In some embodiments, as shown in FIGS. 4 and 8, the above-described support column 30 and the first substrate 10 may be connected via a fixing part 60. By way of example, the light-emitting substrate 110 further includes fixing parts 60, and the support column 30 is fixed to the first substrate 10 via a fixing part 60.

It will be noted that a material of the fixing part 60 may include a glue, which forms the fixing part 60 after curing. By way of example, the material of the fixing part 60 may include a hot melt adhesive. For example, the material of the fixing part 60 includes polyurethane resin (PUR), which is characterized by high-temperature resistance and ensures the stability of the fixing part 60 at high temperatures.

In some embodiments, referring to FIGS. 4 and 8, the maximum dimension of the surface of the support column 30 facing the first substrate 10 is greater than a maximum dimension of a cross-section of the second sub-hole 212 parallel to the plane where the first substrate 10 is located and less than a maximum dimension of a cross-section of the first sub-hole 211 parallel to the plane where the first substrate 10 is located.
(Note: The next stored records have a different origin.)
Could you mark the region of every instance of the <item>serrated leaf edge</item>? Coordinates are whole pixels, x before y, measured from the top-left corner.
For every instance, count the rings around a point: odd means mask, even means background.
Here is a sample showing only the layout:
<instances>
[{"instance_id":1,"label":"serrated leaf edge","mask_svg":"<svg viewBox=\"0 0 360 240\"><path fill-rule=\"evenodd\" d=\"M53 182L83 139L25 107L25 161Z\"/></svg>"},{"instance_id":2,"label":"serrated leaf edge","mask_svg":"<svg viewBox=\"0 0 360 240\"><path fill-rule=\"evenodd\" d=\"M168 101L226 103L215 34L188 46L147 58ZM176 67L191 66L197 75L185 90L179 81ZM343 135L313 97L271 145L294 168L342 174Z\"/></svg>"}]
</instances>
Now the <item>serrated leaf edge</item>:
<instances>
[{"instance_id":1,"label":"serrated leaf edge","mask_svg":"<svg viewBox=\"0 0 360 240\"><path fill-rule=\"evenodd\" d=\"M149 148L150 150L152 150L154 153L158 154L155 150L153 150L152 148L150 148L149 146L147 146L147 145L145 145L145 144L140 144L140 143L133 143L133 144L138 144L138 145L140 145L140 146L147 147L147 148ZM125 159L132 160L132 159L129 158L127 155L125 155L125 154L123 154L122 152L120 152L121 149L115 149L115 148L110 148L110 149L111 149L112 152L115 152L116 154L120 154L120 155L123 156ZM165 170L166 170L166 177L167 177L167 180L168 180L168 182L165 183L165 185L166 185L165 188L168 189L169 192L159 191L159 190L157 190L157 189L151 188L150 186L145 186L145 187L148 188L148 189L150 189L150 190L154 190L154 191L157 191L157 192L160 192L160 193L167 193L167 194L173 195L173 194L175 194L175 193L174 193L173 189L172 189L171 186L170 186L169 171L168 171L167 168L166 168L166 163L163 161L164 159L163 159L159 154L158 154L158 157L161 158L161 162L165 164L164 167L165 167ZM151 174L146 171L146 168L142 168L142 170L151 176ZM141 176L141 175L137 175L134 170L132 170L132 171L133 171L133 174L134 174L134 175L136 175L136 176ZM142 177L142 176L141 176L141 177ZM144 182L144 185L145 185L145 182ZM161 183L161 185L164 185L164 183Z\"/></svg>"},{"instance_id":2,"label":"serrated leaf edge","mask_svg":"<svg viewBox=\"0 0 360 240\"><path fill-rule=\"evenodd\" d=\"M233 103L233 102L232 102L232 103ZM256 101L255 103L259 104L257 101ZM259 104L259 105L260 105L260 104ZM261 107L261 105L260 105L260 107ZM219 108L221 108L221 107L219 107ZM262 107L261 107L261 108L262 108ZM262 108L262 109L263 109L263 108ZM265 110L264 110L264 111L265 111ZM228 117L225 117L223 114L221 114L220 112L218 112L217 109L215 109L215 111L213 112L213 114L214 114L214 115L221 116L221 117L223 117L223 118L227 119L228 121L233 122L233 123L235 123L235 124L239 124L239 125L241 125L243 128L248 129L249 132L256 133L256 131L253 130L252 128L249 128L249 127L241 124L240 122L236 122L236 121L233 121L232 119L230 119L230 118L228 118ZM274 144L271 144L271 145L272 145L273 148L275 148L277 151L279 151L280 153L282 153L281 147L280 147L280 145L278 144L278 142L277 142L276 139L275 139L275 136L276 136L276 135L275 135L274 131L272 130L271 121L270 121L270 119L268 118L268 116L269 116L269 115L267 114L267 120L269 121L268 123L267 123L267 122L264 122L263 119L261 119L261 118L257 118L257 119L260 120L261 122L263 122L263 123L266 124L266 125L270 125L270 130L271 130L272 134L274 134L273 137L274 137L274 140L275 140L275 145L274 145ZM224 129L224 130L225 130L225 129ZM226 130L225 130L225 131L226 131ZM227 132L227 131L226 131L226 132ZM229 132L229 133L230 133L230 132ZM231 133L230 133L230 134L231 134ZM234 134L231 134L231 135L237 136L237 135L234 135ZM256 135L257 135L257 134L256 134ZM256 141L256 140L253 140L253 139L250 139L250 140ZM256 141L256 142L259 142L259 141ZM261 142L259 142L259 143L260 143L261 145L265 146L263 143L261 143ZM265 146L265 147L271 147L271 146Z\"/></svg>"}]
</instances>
On this basis, a plurality of cross-sections, parallel to the plane where the first substrate 10 is located, of the second sub-hole 212 are congruent to each other, a depth of the second sub-hole 212 is H, a bottom area of the second sub-hole 212 is S, and a tolerance of the depth of the second sub-hole 212 is T₄; and the mass of the hot melt adhesive is M, the density of the hot melt adhesive is ρ, and an adhesive amount tolerance of the hot melt adhesive is T₅, where

$M = S \times (H - T_{4}) ρ - T_{5} .$

It will be noted that in a case where the reflective layer 20 includes the first reflective sub-layer 21 and the second reflective sub-layer 22, and the second sub-hole 212 correspondingly extends through the second reflective sub-layer 22, the depth of the second sub-hole 212 is equal to a thickness of the second reflective sub-layer 22, and the tolerance of the depth of the second sub-hole 212 is equal to a tolerance of the thickness of the second reflective sub-layer 22.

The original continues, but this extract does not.